Screaming for Housing Demolition
In a country that cannot adequately house all of its citizens, both government and private-sector actors will bulldoze more than two million homes in the time before us. Implemented on a vast scale already thanks to dollars from the Neighborhood Stabilization Program (NSP), the pace of demolition will quicken as the winter months recede.
It does little good to dwell on the arguments made under the guise of practicality. Practicality dictates the sacrifice of one part of a neighborhood over another part. It’s as if all of America is now a metaphor for the Vietnamese provincial capital of Ben Tre where “it became necessary to destroy the town to save it.”

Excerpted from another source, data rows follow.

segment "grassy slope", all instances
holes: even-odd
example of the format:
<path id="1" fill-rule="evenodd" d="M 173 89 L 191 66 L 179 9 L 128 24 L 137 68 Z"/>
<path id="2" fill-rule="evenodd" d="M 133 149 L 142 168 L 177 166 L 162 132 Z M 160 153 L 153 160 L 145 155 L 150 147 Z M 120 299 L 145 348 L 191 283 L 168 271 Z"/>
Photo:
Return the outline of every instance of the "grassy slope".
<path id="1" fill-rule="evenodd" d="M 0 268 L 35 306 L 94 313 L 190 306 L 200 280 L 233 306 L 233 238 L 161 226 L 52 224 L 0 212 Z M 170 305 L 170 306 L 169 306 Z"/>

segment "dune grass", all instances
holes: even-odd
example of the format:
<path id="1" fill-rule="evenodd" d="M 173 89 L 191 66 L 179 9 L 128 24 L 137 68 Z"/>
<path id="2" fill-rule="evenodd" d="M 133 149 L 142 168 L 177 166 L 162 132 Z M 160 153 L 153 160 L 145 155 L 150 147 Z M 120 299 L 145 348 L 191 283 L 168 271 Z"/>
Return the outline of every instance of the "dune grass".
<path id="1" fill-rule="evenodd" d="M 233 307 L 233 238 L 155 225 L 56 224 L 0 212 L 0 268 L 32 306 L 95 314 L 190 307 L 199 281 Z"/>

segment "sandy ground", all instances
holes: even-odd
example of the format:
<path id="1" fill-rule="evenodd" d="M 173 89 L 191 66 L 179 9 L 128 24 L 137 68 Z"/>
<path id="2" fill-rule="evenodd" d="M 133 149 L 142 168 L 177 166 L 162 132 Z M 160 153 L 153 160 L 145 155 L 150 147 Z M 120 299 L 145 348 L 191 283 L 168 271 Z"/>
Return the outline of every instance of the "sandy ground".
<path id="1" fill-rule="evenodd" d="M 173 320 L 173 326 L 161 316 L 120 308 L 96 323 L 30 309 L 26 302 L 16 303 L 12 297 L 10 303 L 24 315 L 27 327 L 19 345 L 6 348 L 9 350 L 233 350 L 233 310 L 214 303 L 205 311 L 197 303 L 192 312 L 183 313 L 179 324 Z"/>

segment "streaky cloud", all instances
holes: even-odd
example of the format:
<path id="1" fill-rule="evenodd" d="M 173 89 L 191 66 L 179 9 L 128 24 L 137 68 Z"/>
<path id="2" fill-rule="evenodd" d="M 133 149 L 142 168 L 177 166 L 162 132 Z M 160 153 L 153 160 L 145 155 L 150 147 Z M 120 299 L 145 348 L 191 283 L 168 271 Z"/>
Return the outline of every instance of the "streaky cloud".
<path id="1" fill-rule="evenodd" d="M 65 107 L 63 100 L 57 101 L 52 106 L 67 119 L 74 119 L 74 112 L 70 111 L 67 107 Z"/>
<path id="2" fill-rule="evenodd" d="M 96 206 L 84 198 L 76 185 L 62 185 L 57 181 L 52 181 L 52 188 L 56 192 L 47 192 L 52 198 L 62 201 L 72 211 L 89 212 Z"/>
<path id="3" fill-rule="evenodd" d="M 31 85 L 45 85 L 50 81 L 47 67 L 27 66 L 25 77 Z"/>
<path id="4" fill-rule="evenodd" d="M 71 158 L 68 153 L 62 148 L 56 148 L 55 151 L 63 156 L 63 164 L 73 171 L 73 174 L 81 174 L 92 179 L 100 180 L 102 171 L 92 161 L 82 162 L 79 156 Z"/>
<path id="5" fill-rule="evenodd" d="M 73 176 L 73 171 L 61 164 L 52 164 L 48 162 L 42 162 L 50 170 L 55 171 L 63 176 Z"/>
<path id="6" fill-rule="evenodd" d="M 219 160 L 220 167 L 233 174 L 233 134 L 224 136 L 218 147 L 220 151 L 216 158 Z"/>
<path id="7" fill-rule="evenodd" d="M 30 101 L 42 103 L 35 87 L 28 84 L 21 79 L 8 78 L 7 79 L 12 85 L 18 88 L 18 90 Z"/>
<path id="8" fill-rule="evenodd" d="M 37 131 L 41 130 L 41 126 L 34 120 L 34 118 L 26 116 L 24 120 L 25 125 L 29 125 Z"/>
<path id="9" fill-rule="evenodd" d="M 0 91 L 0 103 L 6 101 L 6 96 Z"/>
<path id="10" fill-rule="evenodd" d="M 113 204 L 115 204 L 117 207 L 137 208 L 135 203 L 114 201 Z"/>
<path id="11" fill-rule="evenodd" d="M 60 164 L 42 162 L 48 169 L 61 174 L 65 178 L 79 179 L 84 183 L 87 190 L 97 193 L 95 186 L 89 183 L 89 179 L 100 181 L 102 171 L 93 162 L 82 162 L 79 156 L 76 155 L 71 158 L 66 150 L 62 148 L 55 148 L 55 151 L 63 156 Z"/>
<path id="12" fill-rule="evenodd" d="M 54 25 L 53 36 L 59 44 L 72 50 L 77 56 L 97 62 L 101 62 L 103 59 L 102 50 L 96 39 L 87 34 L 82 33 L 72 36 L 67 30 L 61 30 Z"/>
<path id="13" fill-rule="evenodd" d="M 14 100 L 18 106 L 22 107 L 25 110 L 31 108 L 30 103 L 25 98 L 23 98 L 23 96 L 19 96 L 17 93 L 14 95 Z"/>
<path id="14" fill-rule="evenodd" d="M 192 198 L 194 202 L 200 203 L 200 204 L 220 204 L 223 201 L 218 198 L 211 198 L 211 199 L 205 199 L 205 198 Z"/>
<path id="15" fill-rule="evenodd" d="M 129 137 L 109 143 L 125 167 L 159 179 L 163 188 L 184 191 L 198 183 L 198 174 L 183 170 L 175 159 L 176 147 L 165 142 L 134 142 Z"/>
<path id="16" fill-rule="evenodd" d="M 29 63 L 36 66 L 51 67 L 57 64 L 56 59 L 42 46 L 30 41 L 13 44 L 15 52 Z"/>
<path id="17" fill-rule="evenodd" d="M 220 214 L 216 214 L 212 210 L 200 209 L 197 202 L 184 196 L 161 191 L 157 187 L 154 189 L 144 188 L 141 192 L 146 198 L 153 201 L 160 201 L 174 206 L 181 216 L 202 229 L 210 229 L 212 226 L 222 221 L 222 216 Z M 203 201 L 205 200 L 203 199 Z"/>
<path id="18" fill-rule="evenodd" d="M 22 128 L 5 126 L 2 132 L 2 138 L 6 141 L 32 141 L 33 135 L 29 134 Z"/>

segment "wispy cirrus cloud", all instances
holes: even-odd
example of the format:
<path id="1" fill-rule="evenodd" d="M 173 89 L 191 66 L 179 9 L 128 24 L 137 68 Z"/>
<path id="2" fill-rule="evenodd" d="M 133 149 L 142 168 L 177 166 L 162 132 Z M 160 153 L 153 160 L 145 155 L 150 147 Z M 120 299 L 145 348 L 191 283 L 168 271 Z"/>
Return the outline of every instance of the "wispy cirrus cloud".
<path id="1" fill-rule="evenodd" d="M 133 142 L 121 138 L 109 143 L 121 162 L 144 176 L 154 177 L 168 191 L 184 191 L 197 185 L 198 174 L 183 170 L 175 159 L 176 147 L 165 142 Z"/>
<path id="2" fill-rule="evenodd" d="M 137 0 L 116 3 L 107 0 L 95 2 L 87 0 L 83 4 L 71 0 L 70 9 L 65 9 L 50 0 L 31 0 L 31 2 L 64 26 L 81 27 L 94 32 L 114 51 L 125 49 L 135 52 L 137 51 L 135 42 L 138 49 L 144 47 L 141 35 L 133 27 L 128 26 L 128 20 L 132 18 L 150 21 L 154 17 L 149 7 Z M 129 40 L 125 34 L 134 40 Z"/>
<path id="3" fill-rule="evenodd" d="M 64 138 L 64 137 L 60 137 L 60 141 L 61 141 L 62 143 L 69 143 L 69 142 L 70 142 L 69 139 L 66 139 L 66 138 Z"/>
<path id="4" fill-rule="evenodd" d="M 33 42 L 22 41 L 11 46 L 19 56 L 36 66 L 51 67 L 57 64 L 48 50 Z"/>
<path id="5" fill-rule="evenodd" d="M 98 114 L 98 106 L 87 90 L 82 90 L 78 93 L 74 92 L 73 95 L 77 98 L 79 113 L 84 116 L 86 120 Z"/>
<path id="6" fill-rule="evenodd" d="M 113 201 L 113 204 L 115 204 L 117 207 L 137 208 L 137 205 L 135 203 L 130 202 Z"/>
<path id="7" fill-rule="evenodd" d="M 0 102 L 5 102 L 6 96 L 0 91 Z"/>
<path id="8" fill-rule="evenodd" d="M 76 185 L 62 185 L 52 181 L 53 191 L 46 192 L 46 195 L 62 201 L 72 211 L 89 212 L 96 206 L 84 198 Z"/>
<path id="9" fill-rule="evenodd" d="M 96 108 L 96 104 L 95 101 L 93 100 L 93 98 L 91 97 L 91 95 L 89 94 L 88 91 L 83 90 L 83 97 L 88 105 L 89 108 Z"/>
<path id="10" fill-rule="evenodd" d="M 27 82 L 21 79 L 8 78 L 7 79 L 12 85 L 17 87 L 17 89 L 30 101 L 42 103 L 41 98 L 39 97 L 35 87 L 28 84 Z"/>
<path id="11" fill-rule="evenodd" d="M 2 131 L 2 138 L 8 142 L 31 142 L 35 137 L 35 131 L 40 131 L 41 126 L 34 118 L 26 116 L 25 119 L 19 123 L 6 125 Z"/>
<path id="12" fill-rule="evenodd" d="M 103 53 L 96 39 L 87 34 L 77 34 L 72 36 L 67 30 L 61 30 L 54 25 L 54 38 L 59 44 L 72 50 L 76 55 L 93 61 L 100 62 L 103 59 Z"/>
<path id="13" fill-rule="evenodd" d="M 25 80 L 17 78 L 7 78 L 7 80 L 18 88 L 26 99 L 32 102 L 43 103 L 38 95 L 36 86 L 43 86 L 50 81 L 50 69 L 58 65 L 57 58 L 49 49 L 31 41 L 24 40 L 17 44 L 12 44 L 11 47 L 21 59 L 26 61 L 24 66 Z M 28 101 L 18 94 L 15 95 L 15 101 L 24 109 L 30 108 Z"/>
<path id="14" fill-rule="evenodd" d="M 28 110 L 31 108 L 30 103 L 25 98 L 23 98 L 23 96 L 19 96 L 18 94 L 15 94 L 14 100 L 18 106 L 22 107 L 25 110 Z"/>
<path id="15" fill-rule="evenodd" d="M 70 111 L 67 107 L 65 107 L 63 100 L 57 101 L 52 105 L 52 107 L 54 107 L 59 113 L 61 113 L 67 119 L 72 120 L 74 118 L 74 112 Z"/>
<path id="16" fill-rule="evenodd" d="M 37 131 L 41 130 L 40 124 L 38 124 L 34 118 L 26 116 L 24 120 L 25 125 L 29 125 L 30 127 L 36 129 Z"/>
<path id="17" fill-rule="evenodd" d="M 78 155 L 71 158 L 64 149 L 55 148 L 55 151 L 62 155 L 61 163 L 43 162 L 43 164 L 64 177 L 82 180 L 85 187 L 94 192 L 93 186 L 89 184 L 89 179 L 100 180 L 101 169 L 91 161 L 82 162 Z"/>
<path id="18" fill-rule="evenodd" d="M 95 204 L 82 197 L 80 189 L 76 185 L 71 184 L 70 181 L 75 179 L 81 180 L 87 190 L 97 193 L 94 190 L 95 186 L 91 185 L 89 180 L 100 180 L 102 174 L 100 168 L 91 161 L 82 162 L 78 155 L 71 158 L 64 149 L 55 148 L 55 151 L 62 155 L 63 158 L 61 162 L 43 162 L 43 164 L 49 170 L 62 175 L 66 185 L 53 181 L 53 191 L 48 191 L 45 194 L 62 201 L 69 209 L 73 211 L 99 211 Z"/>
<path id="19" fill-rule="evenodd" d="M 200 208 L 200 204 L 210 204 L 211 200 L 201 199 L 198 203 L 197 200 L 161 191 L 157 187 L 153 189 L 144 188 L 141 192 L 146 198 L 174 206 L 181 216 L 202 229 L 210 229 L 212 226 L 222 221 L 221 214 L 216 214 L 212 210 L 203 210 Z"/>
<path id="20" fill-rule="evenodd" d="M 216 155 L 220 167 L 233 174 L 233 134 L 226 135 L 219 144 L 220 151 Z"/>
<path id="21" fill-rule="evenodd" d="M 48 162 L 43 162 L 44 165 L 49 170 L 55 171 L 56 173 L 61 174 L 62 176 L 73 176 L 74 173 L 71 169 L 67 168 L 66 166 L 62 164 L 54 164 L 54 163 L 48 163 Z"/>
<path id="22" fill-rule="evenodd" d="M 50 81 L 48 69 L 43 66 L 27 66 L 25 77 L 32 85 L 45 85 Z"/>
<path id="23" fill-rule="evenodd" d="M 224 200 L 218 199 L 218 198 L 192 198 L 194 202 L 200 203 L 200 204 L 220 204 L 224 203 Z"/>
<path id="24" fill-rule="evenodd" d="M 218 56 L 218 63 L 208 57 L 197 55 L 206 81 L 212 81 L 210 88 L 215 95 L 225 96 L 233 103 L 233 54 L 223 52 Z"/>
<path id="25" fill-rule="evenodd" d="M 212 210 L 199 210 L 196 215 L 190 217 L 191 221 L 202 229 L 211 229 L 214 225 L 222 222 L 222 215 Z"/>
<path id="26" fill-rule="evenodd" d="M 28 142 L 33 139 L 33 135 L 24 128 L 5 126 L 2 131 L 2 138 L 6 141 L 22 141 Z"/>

What was once spoken only in whispers is now a loudly advocated policy proscription (http://wapo.st/yamsnT). Gone is the rhetoric promoting home ownership as the principal path to wealth and prosperity for millions of families seeking a foothold in the ranks of the middle class. Gone too is the rage at the most recent example of “creative destruction,” as house after house collapses under the blade of the bulldozer.
If cities and counties are now going to ask for money to demolish existing housing, however dilapidated, let’s at least take the moment necessary to fix in our minds the lessons that brought the country to this situation.
- An over-emphasis on home ownership, and the tax benefits that accompany it, over any other option of residence;
- The characterization of home ownership as a superior tool for wealth creation rather than simply an economical method of domesticity and family stability;
- An over-reliance on home construction as a central component of the local, regional and national economy;
- An over-abundance of state laws that prohibit mixed-use development; and
- An over-reliance on the market to police itself against fraudulent mortgage processes and risk underwriting.
It costs upwards of $10,000 to tear down a modest single-family home. The price increases geometrically when one crumbling townhouse must be separated from another. Beyond the money, the far greater price we pay comes in terms of the lost opportunity to reduce the nation’s ill-housed population closer to the desirable level of zero.